İçeride sadece annem ile babam vardı.
Onlar da kendi aralarında sohbet ediyorlardı.
" Ne istiyorsun?" Dedi Tiago.
" Eskisi gibi olmayı. Eskisi gibi olmamızı. " Dedim.
Biraz sessiz kaldı.
Günler sonra birlikte kalmak...
Aylar sonra...
Ama içeriye birden askerler girince hevesim kursağımda kaldı.
Giren John biraz su içti.
" Yarın her Kralı çağırın. Komşu olan ya da olmayan. Aramızda kimler ihanetçi hem öğrenir hem kutlama yaparız. Ben birazdan halka da kutlamayı bildiririm. Kraliyet genişletme işi nasıl?" Diye sordum.
Kraliyet büyüyordu.
Hemde fazlasıyla.
" Eskiye göre fazla genişledi. Resmen 2 Kraliyet birleşimi oldu. " Dedi ve çıktı.
Gülümsedim.
Tiagoya baktım.
" Sana bir şey aldım ama yalnızken aç. " Dedi ônüme kırmızı bir kutu bırakırken.
" Ne bu? " Dedim.
" Çiçek. " Dedi gülerken.
" Bokunu bırak daha iyi. " Dediğimde gülerek çıktı o da.
Kutuyu alıp odama gittim.
Koltukta uyuklayan Evaya baktım.
Günün yarısını uyumakla geçiren manyak bir kızdı. Asla masum değildi.
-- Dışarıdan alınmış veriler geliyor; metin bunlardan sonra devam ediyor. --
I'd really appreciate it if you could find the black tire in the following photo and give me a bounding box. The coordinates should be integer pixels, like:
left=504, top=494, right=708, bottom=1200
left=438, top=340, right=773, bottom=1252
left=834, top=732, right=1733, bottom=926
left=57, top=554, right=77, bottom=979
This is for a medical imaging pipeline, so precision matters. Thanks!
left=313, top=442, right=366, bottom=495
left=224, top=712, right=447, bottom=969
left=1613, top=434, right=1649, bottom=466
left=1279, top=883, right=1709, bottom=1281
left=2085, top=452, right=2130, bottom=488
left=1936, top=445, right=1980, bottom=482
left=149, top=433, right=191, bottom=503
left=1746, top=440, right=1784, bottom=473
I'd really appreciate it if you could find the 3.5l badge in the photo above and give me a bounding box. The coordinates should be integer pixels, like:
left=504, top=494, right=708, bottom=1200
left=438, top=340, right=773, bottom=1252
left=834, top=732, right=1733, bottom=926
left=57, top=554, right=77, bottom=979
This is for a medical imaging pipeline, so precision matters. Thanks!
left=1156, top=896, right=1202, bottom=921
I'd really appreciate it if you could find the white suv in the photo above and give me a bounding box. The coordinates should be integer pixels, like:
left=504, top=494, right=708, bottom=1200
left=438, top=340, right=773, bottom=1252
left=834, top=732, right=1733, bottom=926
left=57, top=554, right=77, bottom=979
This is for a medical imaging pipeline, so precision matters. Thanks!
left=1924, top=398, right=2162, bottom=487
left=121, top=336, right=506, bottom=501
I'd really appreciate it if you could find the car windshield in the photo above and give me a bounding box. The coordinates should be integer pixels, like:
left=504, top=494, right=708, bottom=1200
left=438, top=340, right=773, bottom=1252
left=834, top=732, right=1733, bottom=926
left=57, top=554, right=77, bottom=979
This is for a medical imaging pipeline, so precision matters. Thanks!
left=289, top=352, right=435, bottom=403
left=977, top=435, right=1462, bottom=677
Benden daha iyi bir keskin nişancıydı.
O oradayken kutuyu kenara koyup bir elbise giydim.

Hafifte makyaj yapıp parfüm sıktım.
Pencereden dışarıya baktım.
Halk alanda toplanmıştı.
Hızla gittim.
Topuklu ayakkabılarım zemini döverken protez bacağıma baktım.
Engel.
Değildi.
Asla.
Olmayacaktı.
" Kraliçe Valencia! Nicolas tarafından hamile kaldığınız ve çocuğunuzu düşürdüğünüz doğru mu?" Diye sordu onlarca haberci.
İlerleyemeden durdum.
Lanet haberciler.
" Sizi ne çocuğum ne de tecavüz edilmem alakadar etmez. Konu kapandı. " Dedim ve onları ittirip ilerledim.
Sahneye cıktığımda birden alkışlar koptu.
Önce biraz yaşadıklarımdan bahsettim. Tiago ve Eva dan.
Sonra ise kutlamalardan.
" Tekrardan teşekkür ederim beni dinleyenler için. Ve sevgili çocuk halkı! Kutlamada sizleri çok güzel şeyler bekliyor!" Dedim çığlık atarken.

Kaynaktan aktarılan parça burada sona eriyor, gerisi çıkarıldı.